Between 1934 and 1947, large-scale experiments were done with bananas (plantain) and a banana company was established. On plantation Einde Rust, the high beds in the back were used for cultivating these bananas. Many other plantations had already changed over to banana. The directors on plantation Rust en Werk at that time were Mr. Kraker and Mr. Reitsma. When World War II broke out, it was no longer possible to transport products to foreign countries and so the fields were used to cultivate cassava and rice.Many planters came into financial problems due to World War II. The government assisted the planters by guaranteeing that the employees could stay working on the plantations. When the war was over and the planters came to collect this subsidiary, many of them became bankrupt or had to give away part of their plantation. e.g. the right front piece of plantation Nut en Schadelijk was given away during that time.

Jamin
The Verenigde Cultuur Maatschappijen N.V (United Plantation Companies N.V.) was established on October 30, 1947 in Paramaribo by the four Jamin brothers. The plantation and a number of others were merged into one large company whose aim was to produce cocoa for the Rotterdam candy manufacturer Jamin and Sons. For this purpose, a new limited liability company was established. A number of extremely dry seasons during the sixties ruined the harvests and led to the demise of this cacao production.
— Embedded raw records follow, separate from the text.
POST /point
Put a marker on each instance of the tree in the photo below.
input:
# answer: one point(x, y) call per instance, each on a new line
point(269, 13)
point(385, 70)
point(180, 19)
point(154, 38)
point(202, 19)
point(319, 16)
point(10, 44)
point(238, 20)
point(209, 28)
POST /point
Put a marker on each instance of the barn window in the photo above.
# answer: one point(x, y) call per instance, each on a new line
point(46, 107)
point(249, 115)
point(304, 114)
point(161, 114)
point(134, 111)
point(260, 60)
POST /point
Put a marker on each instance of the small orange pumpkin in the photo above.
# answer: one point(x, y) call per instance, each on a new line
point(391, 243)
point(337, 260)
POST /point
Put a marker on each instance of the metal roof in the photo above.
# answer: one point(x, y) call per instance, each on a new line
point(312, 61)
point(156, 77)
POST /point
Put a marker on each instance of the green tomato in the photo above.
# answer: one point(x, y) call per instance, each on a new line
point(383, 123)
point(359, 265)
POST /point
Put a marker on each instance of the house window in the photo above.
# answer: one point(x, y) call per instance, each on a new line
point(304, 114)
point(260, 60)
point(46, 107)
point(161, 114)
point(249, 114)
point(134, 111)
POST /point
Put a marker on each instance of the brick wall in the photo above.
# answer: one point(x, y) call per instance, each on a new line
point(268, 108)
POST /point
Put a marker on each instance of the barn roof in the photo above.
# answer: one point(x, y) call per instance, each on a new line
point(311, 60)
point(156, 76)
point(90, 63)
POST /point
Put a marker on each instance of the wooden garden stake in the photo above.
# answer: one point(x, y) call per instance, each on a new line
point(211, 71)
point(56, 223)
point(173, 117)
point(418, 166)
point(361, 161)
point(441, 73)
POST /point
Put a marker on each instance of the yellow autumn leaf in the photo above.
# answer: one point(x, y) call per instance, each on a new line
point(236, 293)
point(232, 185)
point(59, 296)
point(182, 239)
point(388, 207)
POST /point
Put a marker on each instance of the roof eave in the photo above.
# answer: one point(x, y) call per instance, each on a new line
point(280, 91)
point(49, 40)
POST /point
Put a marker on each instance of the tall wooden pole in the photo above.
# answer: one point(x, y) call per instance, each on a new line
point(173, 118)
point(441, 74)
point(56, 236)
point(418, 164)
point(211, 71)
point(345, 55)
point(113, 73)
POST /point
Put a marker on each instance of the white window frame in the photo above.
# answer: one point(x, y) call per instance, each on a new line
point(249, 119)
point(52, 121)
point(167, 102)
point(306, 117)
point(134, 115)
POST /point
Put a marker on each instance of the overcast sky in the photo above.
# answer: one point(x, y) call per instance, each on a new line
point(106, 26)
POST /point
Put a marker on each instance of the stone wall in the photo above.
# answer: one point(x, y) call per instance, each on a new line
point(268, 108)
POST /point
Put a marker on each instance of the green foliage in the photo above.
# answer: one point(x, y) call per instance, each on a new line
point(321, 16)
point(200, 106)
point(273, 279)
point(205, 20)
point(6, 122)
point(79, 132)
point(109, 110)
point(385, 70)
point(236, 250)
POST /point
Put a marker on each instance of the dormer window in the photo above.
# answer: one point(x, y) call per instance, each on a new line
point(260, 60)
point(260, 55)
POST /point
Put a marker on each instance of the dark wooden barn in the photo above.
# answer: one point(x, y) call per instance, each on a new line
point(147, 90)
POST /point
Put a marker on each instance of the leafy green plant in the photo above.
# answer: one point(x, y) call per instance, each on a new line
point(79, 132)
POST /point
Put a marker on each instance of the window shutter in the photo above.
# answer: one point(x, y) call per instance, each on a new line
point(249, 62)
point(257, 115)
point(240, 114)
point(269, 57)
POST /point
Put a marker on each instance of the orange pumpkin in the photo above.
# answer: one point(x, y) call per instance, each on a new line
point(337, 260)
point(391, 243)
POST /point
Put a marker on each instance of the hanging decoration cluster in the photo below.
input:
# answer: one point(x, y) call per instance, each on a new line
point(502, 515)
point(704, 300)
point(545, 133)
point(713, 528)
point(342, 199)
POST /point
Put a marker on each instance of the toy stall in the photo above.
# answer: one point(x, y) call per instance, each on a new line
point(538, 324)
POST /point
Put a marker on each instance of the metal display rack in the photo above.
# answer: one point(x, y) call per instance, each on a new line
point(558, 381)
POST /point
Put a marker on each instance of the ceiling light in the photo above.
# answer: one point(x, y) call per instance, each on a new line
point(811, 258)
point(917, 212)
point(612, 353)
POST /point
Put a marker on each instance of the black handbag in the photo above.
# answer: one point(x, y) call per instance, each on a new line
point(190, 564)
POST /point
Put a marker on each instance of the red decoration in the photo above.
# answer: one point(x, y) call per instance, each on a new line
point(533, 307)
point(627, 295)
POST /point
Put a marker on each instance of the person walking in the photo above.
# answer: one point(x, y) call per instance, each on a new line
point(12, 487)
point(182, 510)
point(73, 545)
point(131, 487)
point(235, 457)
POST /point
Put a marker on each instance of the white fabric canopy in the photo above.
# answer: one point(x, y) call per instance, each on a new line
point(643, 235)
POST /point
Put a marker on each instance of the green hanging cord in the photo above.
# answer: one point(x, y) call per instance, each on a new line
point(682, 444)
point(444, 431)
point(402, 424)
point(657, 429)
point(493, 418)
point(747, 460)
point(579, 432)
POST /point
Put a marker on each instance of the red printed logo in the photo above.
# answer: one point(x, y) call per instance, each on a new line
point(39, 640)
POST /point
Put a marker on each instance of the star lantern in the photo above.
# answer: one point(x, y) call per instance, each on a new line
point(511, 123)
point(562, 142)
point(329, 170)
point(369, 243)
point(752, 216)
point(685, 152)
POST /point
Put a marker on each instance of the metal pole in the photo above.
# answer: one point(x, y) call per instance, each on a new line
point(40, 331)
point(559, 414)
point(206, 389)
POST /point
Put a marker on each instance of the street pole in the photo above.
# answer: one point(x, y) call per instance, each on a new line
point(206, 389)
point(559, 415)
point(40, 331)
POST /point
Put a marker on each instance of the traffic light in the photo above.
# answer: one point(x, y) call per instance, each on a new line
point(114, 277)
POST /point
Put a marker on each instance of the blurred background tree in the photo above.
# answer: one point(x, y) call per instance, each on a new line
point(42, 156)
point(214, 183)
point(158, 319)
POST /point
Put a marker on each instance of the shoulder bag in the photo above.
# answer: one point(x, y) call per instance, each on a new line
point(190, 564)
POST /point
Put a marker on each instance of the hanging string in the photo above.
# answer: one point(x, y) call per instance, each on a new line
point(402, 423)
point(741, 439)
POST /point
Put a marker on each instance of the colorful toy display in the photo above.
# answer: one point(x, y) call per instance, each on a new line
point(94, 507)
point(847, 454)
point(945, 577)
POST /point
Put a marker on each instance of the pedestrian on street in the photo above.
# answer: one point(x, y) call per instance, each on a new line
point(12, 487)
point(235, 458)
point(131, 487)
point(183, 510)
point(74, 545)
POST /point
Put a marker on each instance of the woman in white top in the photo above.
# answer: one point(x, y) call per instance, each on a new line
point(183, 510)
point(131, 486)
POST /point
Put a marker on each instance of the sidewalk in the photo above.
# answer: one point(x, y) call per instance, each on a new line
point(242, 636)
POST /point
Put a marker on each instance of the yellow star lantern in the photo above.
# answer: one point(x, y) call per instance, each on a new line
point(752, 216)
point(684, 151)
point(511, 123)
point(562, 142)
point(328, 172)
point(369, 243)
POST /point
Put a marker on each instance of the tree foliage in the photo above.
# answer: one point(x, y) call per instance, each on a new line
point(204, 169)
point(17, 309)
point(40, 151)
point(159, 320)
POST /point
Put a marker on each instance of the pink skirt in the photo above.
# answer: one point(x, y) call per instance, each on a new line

The brothers Jamin first bought plantation Geyersvlijt, followed by plantation Maasstroom and Berlijn. In 1954, Rust en Werk and its neighboring plantation were bought.

In 1947, the history of this plantation took a turn with the establishment of the V.C.M. N.V. and the expansion of the business across more plantations than just Rust en Werk. The V.C.M. N.V was bought in 1979 by RPGA van Alen and Mr. Armand van Alen and has been a thriving cattle farm ever since.

van Alen
By the 1st of March 1979, the shares of the Verenigde Cultuur Maatschappijen N.V. were sold to R.P.G.A. van Alen. On that date, R.P.G.A. van Alen and Armand van Alen became the appointed directors. The Verenigde Cultuur Maatschappijen N.V. owns the following plantations in district Commewijne, with the exception of 203 ha.of the Resolutie:

  1. Resolutie
  2. Leyerdorp
  3. Andreasgift
  4. Pieterszorg(Parwah)
  5. Einde rust
  6. Lust tot rust
  7. Rust en werk (Setu Wérek)
  8. Johannesburg (Lasmboreg)
  9. Maasstroom (Mastrong)
  10. Berlijn (Barlin)
  11. Elisabethshoop (Kaliyansi)
  12. Nut en Schadelijk (Herendijk)

Approximately 82 employees work on the plantations of the 32 live in the village Rust en Werk and 50 come to work daily on a ferry boat from Marienburg or Leonsberg to Rust en Werk or Nut en Schadelijk.

Mission and Vision of the Company:

The company aims to develop cultivating businesses in and outside Suriname, selling their products and furthermore that which is related to this in the broadest sense of the word, and all that which is beneficial to the company, including participating in similar or related companies with the similar goals and in addition, engaging in any type of business for which a limited liability company is allowed in Suriname.